La Isla, si pudiera, estaría alterada ante tanta tranquilidad porque temería si no la tempestad sí cierto alboroto.

Se ansía, se disfruta y se saborea, pero cuando se alarga suele ser augurio de tempestad. Así lo hemos oído, se nos ha inculcado de forma sutil y tradicional, aunque algunos piensen que se trata de superstición o bien de la influencia que esta Real Villa retuvo de los asentamientos militares que un día fueron trasladados. En ese instante empezó a asentarse la tranquilidad en este rinconcito blanco y azul del sur.

Si La Isla pudiera, sonreiría y lo haría vagamente. Entre nostálgica y alegre se preguntaría que fue de aquellos rostros juveniles, de aquellas cabezas casi sin pelo que piropeaban a las muchachas, de aquellas piernas ágiles que continuaban marcando el paso fuera del cuartel, por la calle Real. La Isla, si pudiera, pensaría en esa soledad que ha ido creciendo con el tiempo, que va y viene como las olas que la acarician, como los trenes que traían y llevaban a quienes, tras el servicio militar, desearon, al darle su adiós definitivo, volver algún día para recordar y contar su particular y obligatoria aventura a su familia.

Podría decirse, podría afirmarse que en ese momento fue cuando La Isla empezó a quedarse sola, cuando empezó, por imperativos gubernamentales, a asentarse, a imponerse la tranquilidad. El comercio primero y la peatonalización de nuestra arteria principal han contribuido a que sienta el latido triste, débil y misterioso del silencio, sólo quebrado por la sabatina algarabía infantil, el breve y agudo canto de un mirlo al amanecer, el ladrido impertinente y redundante de un perro atado al cruzarse con otro en sus mismas condiciones, la voz rota y protestona de Juanillo al atardecer acordándose de la ralea de quien lo hizo rabiar.

La Isla enmudece. Desde entonces enmudece con una sonrisa imprecisa, callada, como la tranquilidad que la ahoga. Sólo la turba el repicar de campanas a mediodía, las horas que marcan arrastrándose de una iglesia a otra, de un reloj a otro, golpeando la realidad con los recuerdos, cincel que descubre esta tranquilidad clara y taciturna, inmensa e imposible. Las pasadas elecciones, la campaña, la propaganda, los actos, en suma, fueron como un espejismo, un paliativo momentáneo a esta melancolía que la aflige. Pero el pasado domingo la tranquilidad salió de su escondite y pulula por La Isla. Los resultados electorales no han encendido el ánimo, apenas se han visto grupos en la calle o en alguna cafetería y son escasos los comentarios en los foros digitales.

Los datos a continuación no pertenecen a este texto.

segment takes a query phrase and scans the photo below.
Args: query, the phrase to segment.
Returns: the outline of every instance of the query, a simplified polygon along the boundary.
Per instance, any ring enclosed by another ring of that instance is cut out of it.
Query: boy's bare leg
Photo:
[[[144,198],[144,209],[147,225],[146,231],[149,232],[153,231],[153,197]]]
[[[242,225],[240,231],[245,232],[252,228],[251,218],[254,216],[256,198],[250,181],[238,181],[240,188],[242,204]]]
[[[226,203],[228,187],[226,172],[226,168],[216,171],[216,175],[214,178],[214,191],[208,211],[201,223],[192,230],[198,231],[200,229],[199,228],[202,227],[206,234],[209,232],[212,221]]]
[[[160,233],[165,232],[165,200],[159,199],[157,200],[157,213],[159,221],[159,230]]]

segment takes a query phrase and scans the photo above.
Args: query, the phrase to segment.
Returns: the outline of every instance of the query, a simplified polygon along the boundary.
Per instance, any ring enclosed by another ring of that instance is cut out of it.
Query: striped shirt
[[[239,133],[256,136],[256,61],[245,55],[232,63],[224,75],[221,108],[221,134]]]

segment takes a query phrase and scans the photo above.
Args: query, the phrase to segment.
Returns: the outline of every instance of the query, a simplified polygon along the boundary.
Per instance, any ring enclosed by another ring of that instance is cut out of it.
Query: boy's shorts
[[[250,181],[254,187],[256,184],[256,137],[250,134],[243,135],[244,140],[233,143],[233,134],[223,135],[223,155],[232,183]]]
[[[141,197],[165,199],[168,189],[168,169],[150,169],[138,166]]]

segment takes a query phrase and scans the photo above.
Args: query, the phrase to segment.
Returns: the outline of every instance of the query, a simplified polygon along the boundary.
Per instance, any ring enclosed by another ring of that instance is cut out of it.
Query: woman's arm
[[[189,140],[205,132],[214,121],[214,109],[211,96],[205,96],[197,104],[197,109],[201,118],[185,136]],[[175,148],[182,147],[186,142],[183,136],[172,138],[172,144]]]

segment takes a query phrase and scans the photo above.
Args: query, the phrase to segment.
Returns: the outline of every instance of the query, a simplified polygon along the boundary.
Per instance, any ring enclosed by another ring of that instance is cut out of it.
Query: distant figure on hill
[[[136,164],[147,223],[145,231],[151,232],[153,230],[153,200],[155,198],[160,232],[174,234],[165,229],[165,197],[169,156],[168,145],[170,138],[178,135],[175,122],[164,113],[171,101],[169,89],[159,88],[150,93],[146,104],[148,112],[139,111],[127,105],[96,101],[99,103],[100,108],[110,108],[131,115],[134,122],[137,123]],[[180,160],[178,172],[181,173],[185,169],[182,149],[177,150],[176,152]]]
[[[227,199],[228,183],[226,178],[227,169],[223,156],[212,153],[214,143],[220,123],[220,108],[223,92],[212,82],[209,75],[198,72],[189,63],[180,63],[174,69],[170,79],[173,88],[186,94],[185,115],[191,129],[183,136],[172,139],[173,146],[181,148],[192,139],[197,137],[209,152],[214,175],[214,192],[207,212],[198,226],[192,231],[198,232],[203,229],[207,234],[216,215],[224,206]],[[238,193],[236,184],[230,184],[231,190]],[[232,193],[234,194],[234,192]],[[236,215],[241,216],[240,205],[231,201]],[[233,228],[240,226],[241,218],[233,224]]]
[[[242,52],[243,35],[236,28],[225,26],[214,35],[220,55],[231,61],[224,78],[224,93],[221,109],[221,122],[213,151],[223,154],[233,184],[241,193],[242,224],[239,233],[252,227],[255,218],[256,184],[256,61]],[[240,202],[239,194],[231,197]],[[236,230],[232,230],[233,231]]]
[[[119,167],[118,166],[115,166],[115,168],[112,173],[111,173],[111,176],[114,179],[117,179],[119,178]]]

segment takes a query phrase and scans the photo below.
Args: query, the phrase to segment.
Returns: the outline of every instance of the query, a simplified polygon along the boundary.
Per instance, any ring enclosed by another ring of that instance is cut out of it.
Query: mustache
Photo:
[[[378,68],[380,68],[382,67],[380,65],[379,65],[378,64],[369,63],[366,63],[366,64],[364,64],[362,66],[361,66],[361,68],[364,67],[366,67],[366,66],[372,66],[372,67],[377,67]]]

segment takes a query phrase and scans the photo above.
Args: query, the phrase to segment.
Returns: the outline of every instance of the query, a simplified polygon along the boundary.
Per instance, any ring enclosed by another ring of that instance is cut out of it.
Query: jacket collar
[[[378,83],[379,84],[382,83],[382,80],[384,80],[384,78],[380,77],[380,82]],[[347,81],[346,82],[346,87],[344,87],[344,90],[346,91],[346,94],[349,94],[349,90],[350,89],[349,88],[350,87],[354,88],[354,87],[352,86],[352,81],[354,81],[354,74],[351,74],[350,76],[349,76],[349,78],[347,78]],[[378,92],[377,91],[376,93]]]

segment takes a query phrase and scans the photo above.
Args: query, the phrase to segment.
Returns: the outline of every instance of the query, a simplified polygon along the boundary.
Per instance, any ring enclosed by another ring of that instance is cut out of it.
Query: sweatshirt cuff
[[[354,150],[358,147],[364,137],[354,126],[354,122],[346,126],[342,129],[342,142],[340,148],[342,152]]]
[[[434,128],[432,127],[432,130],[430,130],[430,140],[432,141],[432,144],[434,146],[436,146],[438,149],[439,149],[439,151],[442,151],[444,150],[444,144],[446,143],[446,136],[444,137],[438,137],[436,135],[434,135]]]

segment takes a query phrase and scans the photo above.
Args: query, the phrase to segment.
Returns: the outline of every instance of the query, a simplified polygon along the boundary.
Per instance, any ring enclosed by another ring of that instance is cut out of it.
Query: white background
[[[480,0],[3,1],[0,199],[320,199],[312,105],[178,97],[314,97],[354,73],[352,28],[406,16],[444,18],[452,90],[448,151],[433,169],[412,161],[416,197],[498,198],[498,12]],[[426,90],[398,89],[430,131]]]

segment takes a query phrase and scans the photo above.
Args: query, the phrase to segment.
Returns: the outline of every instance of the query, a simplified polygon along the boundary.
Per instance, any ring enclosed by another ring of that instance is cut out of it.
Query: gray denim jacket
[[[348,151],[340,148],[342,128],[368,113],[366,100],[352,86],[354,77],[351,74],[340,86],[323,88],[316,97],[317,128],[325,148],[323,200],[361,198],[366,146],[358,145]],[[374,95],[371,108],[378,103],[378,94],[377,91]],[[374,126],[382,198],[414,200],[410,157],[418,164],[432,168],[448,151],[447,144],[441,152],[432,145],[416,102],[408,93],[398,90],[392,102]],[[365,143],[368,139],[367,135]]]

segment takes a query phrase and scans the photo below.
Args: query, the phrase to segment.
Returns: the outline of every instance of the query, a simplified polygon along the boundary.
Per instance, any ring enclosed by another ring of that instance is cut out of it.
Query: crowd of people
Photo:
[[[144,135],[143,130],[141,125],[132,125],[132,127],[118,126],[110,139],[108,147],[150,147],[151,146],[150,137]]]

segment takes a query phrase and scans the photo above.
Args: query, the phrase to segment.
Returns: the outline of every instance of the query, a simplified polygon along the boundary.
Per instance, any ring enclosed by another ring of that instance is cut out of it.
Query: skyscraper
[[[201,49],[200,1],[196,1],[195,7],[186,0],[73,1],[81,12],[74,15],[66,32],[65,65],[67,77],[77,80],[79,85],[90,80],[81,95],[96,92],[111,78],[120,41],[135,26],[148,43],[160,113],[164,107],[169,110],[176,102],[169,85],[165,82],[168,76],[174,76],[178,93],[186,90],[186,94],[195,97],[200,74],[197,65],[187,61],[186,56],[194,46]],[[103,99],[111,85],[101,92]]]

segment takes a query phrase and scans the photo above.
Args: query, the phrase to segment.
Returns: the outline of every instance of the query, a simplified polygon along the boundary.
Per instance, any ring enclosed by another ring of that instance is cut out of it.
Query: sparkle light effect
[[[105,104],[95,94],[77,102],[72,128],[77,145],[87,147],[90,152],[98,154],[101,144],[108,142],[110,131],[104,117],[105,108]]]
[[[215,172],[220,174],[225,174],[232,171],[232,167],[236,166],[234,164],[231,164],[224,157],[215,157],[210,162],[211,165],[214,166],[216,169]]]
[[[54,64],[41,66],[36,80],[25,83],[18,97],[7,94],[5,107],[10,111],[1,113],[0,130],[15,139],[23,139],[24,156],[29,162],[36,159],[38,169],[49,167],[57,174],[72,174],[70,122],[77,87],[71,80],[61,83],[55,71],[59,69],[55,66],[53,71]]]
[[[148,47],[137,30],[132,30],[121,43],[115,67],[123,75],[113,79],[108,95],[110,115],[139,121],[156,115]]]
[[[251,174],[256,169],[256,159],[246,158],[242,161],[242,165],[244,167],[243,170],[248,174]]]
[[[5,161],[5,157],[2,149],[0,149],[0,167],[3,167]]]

Parece que la jornada de reflexión aún continúa, que se alarga y enlaza con este período que nace de la conclusión y la espera, así podría intitularse. No parece que haya ganas de hablar del tema por mucho que los medios audiovisuales nos den la actualidad más inmediata, candente, contrastada o se aventuren incluso con una primicia. No hay ganas de comentar, quizás porque no haya o no se encuentre tema para discutir.

La Isla, si pudiera, estaría alterada ante tanta tranquilidad porque temería si no la tempestad sí cierto alboroto. Mientras tanto, si pudiera, recordaría aquellos tiempos, cuando la tranquilidad era un estado. Serían como retratos en sepia con los cantos gastados de tanto tocarlos, olvidándose, por un instante, de lo porvenir, rogando a la tranquilidad que no asuste, que vuelva a ser lo que fue.